—Dale Nico. Dejame darte un beso.
Tanto insistía Maru que a pesar del desagrado tuve que aceptar. Eso sí; que nadie nos viera. No estaba preparado para soportar las burlas de la barra. Sabido es que para un chico de nueve años no hay nada más monstruoso que una de esas nenas primorosas que no paran de hacer ojitos.
Maru resultó ser una siniestra bruja infiltrada por el turro de Marcos que me la tenía jurada y ése, mi primer beso, fue el que me convirtió en sapo y en el hazmerreir de todo el colegio.
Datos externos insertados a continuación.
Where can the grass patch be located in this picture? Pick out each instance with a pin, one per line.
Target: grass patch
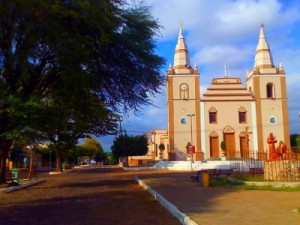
(225, 182)
(247, 177)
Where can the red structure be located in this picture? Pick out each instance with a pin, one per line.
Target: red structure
(280, 152)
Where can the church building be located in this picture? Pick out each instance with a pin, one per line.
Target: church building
(240, 115)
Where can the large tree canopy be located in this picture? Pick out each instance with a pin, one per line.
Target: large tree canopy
(125, 145)
(59, 56)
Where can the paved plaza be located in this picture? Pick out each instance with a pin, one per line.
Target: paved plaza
(111, 196)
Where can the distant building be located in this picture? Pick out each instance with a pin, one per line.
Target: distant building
(242, 116)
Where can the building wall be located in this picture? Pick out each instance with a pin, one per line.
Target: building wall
(227, 115)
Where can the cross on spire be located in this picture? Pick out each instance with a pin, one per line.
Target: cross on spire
(225, 70)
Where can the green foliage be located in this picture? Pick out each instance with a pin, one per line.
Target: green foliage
(125, 145)
(67, 66)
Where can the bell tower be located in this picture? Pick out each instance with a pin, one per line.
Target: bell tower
(183, 104)
(268, 86)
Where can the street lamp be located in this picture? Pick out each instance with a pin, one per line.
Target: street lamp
(120, 118)
(191, 121)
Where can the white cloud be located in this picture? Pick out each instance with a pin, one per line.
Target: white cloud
(225, 32)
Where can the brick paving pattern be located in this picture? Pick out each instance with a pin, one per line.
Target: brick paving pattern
(111, 196)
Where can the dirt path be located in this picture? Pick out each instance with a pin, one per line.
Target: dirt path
(85, 196)
(222, 206)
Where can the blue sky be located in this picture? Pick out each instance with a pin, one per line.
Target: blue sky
(218, 33)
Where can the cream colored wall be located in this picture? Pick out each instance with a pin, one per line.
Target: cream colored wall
(227, 115)
(271, 107)
(157, 137)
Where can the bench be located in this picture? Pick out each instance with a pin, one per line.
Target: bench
(213, 173)
(256, 170)
(224, 172)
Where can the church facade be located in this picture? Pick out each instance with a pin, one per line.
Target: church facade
(240, 115)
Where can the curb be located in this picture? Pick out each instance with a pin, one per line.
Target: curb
(22, 186)
(182, 217)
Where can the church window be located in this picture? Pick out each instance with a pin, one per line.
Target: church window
(242, 115)
(270, 90)
(212, 115)
(184, 91)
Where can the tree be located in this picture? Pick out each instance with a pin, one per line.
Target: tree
(125, 145)
(56, 55)
(93, 144)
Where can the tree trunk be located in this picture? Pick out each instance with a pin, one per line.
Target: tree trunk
(5, 145)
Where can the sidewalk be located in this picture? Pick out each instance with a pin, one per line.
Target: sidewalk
(225, 206)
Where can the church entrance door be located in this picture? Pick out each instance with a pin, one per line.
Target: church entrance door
(230, 145)
(214, 147)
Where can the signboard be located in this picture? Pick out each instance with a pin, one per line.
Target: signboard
(190, 149)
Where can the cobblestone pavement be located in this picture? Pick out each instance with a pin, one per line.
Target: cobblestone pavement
(224, 206)
(86, 197)
(111, 196)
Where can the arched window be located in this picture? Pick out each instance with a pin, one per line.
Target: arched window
(212, 115)
(242, 115)
(270, 90)
(184, 91)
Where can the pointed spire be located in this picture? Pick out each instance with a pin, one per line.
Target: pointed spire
(280, 66)
(195, 66)
(181, 58)
(263, 57)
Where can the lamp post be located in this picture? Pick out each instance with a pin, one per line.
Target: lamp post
(191, 121)
(120, 121)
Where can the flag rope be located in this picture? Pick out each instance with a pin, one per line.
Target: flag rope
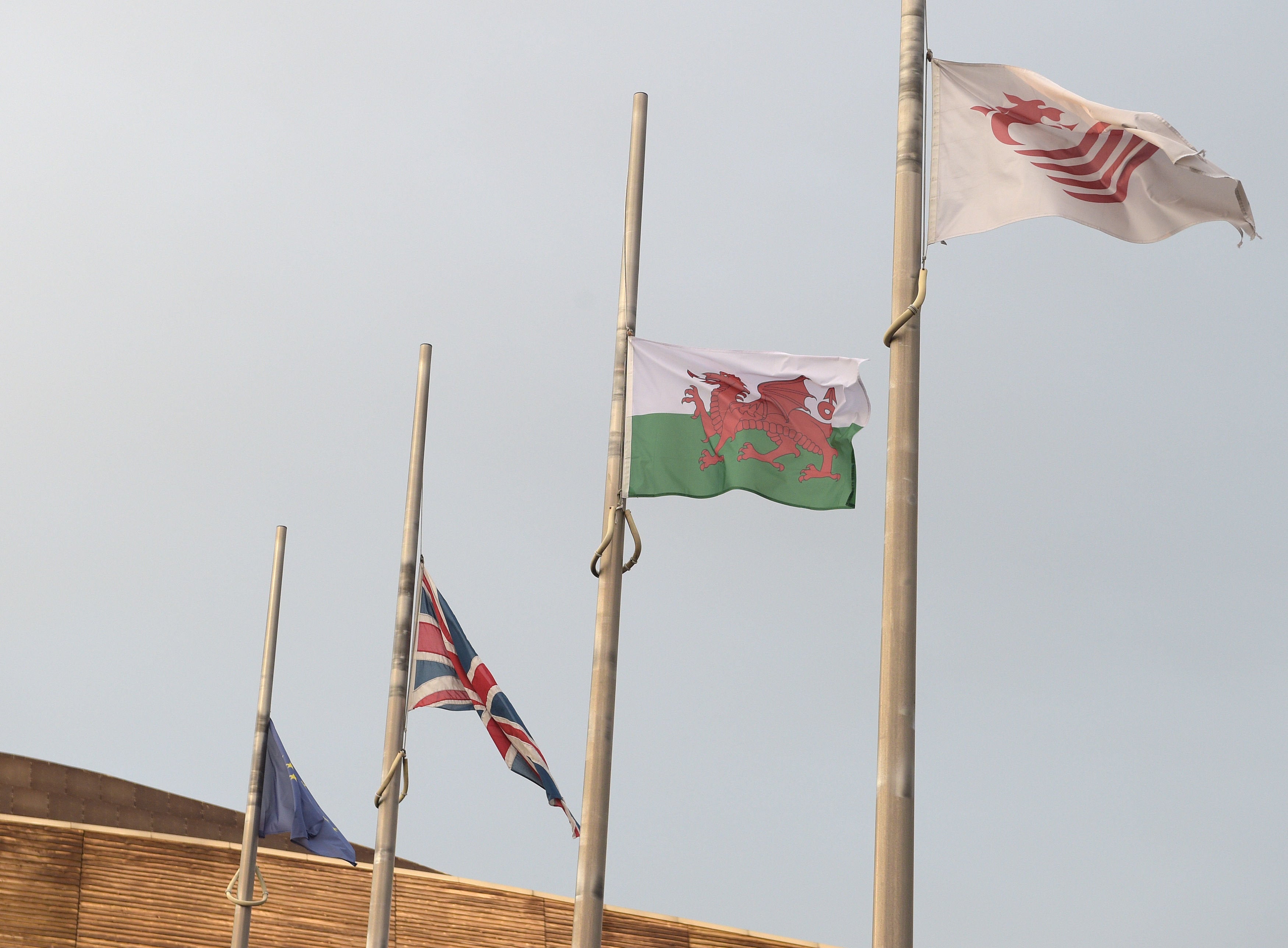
(608, 539)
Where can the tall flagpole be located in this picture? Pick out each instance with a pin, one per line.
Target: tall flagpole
(396, 715)
(250, 830)
(892, 901)
(588, 920)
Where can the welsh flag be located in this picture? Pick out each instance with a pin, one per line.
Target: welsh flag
(704, 422)
(1009, 145)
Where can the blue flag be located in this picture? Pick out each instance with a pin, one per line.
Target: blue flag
(288, 806)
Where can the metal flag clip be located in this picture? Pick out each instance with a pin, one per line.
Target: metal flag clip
(249, 903)
(393, 768)
(608, 539)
—¿Querés compartir conmigo la laguna?— dijo mientras atrapaba un mosquito con su viscosa lengua. Y yo, harto de andar solo entre los juncos, acepté. Saltó la rana sobre mí y me llenó de besos. Besos que no hicieron otra cosa que confinarme en esas sucias aguas que comenzaron a llenarse de pequeños batracios. ¡Y bien demandantes resultaron los sapitos!
—No quiero, no me molestes, dejame en paz. ¿No ves que no estoy sola? Y ya te dije que no te creo ni una palabra. ¡Mirá que vas a ser un príncipe!
No había caso; por más dulce y galante que fuera, no dejaba de ser un sapo. Ninguna se atrevía a besarme. Pasó el tiempo, hasta que un buen día vino ella a pasar el día junto a la laguna. Me encandiló. No esperé que respondiera y salté a su boca sin darle tiempo a nada. Caí seco sobre la arena gruesa. Mi cuerpito verrugoso no estaba preparado para el amor, esa otra muerte.